What do you do when your sister is visitng, there are 7 kids running around the house, and its over 30 degrees (celcius...that's like 85 or something in ferenheit). Well, you do pretty much nothing.
Maybe spend the afternoon playing board games (scattergories anyone?), reading Divergent (trust me, read it) and playing Harry Potter 20 questions. It's fun, I swear. Especially if you're nerdy like us. It was hot, okay?
At some point we decided that we should probably get some food in the kids. My mom-in-law recently bought an ice cream maker and I was dying to get my hands on it. And what sounds better in sweltering heat than some homemade, creamy and cold ice cream. Not much, to be honest.
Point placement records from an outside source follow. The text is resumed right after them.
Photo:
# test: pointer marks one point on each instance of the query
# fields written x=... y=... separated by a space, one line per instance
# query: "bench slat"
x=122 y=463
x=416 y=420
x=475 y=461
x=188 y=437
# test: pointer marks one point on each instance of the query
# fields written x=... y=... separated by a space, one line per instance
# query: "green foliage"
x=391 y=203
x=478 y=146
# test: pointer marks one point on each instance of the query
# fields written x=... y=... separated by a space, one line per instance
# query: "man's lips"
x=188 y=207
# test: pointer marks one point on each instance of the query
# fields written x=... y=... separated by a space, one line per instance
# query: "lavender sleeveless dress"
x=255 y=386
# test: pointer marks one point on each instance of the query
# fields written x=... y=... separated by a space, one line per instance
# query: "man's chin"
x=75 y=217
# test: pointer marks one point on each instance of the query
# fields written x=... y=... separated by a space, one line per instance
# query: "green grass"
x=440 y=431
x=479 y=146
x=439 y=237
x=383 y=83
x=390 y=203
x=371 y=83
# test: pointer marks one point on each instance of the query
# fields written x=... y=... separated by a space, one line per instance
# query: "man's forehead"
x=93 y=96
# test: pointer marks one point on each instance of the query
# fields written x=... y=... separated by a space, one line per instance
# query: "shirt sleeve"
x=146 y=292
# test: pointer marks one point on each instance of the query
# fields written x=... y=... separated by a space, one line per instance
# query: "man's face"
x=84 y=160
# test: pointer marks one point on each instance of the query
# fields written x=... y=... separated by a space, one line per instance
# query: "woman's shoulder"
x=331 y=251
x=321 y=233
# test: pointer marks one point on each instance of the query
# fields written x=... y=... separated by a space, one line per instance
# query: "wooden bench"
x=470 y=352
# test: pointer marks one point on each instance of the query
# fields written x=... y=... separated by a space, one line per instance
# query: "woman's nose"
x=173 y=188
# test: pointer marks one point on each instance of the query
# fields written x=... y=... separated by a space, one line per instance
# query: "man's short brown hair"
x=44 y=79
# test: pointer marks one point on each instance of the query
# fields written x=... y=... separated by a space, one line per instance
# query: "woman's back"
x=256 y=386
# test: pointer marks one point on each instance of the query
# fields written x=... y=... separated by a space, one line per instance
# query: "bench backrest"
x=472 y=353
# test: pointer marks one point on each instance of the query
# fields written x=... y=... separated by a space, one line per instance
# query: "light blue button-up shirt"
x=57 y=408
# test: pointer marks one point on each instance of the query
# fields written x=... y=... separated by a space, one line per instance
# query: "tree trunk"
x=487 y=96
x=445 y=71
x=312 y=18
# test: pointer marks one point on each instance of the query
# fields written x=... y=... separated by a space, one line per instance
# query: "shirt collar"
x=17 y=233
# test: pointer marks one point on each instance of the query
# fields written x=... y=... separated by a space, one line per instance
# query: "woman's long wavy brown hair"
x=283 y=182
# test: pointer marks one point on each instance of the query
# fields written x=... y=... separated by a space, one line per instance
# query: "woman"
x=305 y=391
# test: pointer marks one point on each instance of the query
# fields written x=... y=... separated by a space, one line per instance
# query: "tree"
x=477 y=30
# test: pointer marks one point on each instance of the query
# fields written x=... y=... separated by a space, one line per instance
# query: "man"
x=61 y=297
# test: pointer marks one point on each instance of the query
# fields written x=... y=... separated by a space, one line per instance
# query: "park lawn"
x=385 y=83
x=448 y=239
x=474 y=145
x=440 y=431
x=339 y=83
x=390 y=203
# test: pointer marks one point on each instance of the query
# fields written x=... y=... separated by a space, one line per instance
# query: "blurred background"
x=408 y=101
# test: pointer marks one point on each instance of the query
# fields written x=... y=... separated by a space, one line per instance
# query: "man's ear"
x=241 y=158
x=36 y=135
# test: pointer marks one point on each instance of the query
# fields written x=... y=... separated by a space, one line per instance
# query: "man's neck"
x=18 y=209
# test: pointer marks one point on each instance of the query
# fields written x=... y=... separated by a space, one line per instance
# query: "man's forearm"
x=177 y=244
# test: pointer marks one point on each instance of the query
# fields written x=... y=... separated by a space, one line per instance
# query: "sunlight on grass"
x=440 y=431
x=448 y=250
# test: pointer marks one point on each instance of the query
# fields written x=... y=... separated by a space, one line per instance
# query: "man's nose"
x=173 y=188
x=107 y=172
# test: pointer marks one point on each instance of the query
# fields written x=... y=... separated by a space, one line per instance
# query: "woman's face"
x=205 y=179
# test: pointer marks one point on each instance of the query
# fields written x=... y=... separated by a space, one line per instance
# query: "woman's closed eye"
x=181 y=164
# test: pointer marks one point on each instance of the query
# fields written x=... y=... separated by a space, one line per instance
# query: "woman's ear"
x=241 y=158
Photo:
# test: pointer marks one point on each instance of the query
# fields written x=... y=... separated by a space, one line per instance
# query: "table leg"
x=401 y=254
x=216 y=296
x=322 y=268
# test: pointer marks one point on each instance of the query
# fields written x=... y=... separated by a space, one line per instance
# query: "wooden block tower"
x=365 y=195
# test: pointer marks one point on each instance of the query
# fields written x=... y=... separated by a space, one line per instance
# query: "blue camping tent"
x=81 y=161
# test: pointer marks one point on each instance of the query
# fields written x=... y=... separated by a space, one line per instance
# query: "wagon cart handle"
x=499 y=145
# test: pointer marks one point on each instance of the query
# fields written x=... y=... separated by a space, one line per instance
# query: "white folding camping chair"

This may or not have been dinner.
Peanut Butter Brownie Fudge Ice Cream
(the base ice cream recipe was from the Cuisinart ice cream maker recipe book)
1 cup unsweetened cocoa powder (Dutch process preferred)2/3 cup granulated sugar
1/2 cup firmly packed brown sugar
1-1/2 cups whole milk
3-1/4 cups heavy cream
1 tablespoon pure vanilla extract
1 batch of brownies (minus the caramel and skor bits)
1/2 cup peanut butter
1/2 cup hot fudge (I like the smuckers brand)
- Place the cocoa and sugars in a medium bowl; stir to combine.
- Add the whole milk and use a hand mixer on low speed or whisk to combine until the cocoa and sugars are dissolved, about 1 to 2 minutes.
- Stir in the heavy cream and vanilla. If not freezing immediately, cover and refrigerate until ready to use.
- Turn machine on; pour mixture into freezer bowl, and let mix until thickened, about 25 to 35 minutes. The ice cream will have a soft, creamy texture.
- Break up brownies into bite sized pieces and add them, piece by piece into the ice cream.
- Add peanut butter, by the teaspoon full into the ice cream.
- Add fudge.
- Let it mix for another minute or two.
- If a firmer consistency is desired, transfer the ice cream to an airtight container and place in freezer for about 2 hours.